Dalhousie University held a meeting Tuesday night with police, municipal authorities and neighbours to discuss last weekend’s out-of-hand homecoming parties off-campus.
On Saturday, police were called to several drunken parties in the south end of Halifax, that saw hundreds of students fill the residential streets.
In total, 23 people were arrested and two alcohol-related fines were handed out.
But the damage to the school’s reputation and relationship with the neighbourhood is harder to quantify.

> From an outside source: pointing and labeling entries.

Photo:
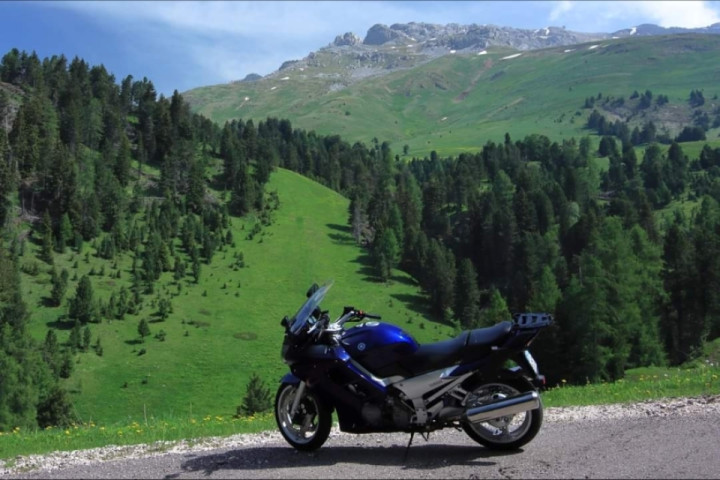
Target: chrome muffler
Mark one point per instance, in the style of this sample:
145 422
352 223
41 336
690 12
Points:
504 407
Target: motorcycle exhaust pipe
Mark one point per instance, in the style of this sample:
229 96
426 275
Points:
501 408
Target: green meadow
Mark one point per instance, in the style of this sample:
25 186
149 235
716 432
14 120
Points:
226 327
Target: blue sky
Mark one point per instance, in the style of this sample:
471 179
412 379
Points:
182 45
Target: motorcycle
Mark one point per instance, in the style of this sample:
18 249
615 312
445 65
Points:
377 378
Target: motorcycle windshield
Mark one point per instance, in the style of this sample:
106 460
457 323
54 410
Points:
303 314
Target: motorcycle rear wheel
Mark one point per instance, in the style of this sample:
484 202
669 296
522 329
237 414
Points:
309 428
503 433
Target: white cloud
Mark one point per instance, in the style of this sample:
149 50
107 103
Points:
606 16
560 9
679 14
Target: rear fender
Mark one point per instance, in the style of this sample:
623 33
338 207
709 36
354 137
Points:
290 378
516 373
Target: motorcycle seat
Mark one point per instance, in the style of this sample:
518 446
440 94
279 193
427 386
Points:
431 356
485 337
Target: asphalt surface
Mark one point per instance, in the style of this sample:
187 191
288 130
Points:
683 446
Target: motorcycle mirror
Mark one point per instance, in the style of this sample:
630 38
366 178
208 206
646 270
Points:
312 290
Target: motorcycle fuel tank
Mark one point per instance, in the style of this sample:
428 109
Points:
379 347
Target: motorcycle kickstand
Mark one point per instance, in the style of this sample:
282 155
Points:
426 436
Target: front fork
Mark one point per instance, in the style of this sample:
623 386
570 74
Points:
299 393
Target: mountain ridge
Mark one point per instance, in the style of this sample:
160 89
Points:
434 40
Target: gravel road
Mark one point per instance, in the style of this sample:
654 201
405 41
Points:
675 438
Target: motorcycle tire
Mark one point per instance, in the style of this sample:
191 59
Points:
503 433
309 428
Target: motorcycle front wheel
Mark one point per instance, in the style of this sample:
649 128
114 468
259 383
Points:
309 427
503 433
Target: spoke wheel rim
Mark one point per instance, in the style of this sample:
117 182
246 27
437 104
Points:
504 429
301 427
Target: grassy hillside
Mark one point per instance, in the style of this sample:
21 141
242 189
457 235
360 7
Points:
228 326
458 102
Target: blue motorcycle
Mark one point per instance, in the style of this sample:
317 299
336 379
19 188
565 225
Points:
377 378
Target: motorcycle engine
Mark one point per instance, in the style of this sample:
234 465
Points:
393 412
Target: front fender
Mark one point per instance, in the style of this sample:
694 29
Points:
290 378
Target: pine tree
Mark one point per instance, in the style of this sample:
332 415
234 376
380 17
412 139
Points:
256 399
467 296
496 310
86 339
143 329
82 306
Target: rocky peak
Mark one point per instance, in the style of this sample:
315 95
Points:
349 39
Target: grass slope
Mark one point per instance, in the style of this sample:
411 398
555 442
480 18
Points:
458 102
232 317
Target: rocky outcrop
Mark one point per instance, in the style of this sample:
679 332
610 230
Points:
349 39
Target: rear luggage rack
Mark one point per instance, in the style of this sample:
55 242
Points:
532 320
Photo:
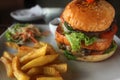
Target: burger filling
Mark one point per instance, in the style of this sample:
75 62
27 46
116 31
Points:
81 43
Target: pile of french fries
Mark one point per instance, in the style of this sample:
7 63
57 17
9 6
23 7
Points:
37 62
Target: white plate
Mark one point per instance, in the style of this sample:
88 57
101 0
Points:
105 70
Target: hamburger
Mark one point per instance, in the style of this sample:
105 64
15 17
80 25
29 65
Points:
86 30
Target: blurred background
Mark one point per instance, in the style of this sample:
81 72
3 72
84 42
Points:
8 6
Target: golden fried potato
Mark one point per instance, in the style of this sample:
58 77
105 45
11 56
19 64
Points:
34 54
8 55
40 61
23 50
62 68
12 45
16 70
49 78
8 66
35 71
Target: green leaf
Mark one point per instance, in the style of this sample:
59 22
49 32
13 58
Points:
75 39
69 55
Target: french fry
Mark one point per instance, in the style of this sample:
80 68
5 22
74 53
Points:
34 54
35 71
12 45
40 61
23 50
62 68
8 66
16 70
50 71
49 78
50 49
8 55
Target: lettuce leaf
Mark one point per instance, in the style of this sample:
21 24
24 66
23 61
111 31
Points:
69 55
75 39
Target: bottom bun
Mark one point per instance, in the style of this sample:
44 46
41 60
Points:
96 58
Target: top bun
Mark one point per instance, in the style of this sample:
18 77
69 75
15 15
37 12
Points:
89 17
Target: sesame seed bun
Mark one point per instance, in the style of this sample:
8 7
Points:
93 17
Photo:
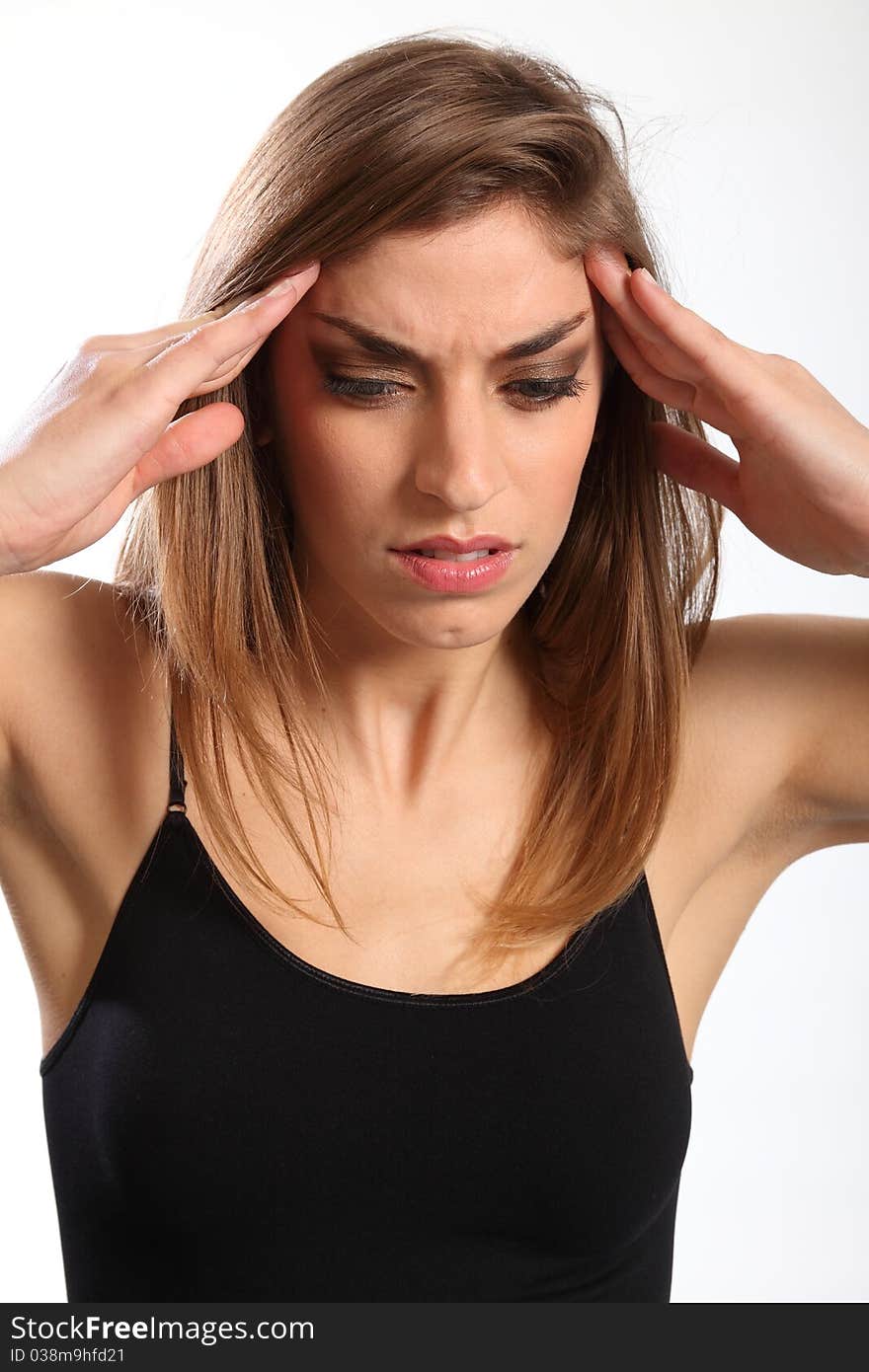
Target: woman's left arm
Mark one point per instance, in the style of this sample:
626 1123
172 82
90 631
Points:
801 486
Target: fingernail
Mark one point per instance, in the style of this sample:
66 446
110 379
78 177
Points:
650 277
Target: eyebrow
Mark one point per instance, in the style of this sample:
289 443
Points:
382 347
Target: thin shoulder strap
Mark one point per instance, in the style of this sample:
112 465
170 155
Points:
178 780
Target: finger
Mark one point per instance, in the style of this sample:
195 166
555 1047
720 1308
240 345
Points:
714 357
180 328
696 464
231 368
189 442
661 387
614 280
193 359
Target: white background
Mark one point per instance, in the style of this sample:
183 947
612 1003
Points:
123 123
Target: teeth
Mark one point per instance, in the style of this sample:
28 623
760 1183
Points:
456 558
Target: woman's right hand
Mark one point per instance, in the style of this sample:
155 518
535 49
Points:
102 431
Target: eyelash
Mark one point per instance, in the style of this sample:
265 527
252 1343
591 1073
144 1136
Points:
553 389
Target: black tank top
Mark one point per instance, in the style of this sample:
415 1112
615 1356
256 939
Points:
227 1121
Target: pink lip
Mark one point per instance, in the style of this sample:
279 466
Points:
454 577
457 545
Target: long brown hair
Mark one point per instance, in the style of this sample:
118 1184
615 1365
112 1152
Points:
419 133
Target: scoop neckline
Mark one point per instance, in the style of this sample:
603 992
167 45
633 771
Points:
361 988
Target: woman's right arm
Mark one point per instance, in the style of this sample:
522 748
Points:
99 435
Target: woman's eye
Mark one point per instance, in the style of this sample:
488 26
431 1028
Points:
544 391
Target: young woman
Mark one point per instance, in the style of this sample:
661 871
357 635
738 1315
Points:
446 1054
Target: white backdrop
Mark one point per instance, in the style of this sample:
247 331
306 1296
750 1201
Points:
123 126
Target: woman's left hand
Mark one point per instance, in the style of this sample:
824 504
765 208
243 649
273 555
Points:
802 482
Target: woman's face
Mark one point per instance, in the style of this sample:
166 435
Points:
452 439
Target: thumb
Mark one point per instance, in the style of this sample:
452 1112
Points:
693 463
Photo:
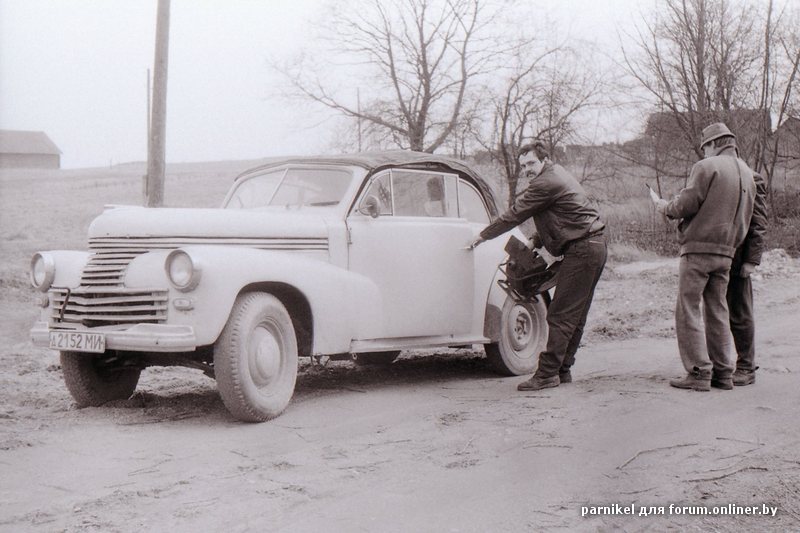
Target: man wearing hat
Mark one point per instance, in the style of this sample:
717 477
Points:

“My two sons came to my wife and told them that someone was in our driveway … but then when we looked out, it was two girls doing coke in our driveway,” Jan-Mark van der Leest, who lives on Vernon Street, told the crowd.
WATCH: Off-campus Dalhousie parties lead to arrests
Another attendee told officials she felt “frightened for her safety.”
Halifax Regional Police told the meeting they knew about the planned parties the day before it happened. That’s why police and the university initially decided to have two officers patrol the area, although more were later called in.
WATCH: Residents who live in the area where an out-of-control party happened on Saturday were invited to discuss their concerns at a meeting. Global’s Steve Silva reports.
“I’m proud of our officers, how they handled the situation. I received a lot of positive feedback,” said Insp. Dean Simmonds.
Officials with the city, police and university all assured residents they want to prevent something similar from ever happening again.
District 7 Coun. Waye Mason, who represents the area, told the meeting he has already met with the mayor and the chief administrative officer of the municipality and they are trying to find ways to increase the penalties and scrutiny on what he calls “troubled properties.”
— Steve Silva (@SteveCSilva) October 17, 2017
Dalhousie University president Richard Florizone says no students have been penalized so far, but there is potential for sanctions despite the fact the parties took place off-campus.
“What we’ve said is we expect Dalhousians to have a certain standard of behaviour,” he said.
“I wanted to hear from you and I wanted my staff to hear from you because we have to do better.”